Millennials are struggling to get out from under the "albatross" of student loan debt, according to Hedgeye Housing Sector Head Josh Steiner. These unprecedented debt loads have caused the Millennial generation to delay purchasing a home, Steiner explained on a recent edition of The Macro Show.
According to a recent census study, Millennials aspire towards the traditional tenets of adulthood – getting married, having kids, buying a house – just as much as in previous generations.
"People aspire in the same ratios or proportions or percentages as they did 40 years ago," Steiner says. "What has changed is the age at which these things occur.”
The reason for that delay, Steiner reported, is because student loan debt has reduced spending power. There is currently $1.438 trillion in U.S. student loan debt, a weighty “foregone opportunity” for America’s housing market, Steiner says. Average total student loan debt is roughly $25,000-35,000, but that's obscured by the extremes. Young people becoming lawyers or doctors have more total student loan debt.

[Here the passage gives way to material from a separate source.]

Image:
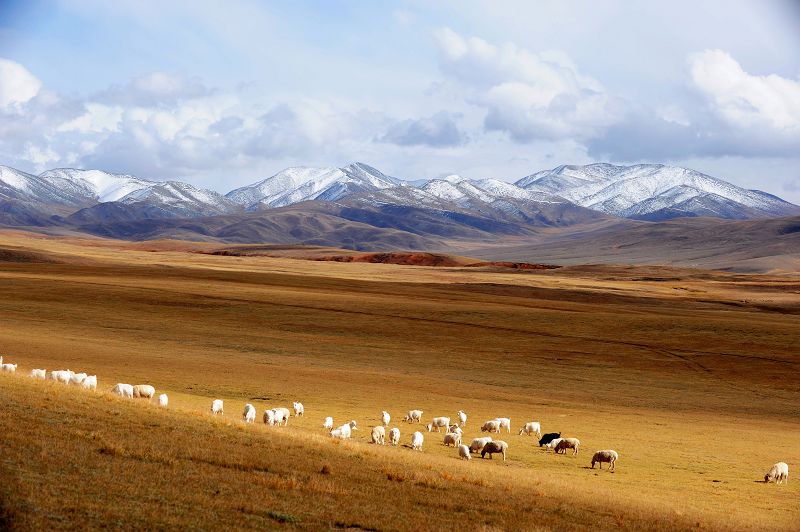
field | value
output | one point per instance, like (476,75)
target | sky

"The amount of house or mortgage they can afford to service relative to their income is inherently less than it would have been if not for their student loan burdens, which are growing at a pretty rapid clip,” he said. “They're not able to afford as much home as they would be because they're spending more and more of their disposable income on debt service for student loans.”
“The reality is that if you want to thrive from a career and income standpoint, educational attainment is a prerequisite,” Steiner said. “However, nowadays, it comes with a pretty significant tab that, frankly, wasn’t there as recently as the 1990’s.”
It's not all bad though.
Investors should take note that, nationally, the housing market is currently at the lowest levels of supply in homes for sale on record, even taking into consideration the heady days of 2005-2006. Historically, in this environment, home prices rise 12%.
And don't count the Millennial generation out just yet. There's an "enormous bull market coming" for Housing, Steiner says, beginning around 2020 when the Millennial generation starts to hit peak spending years.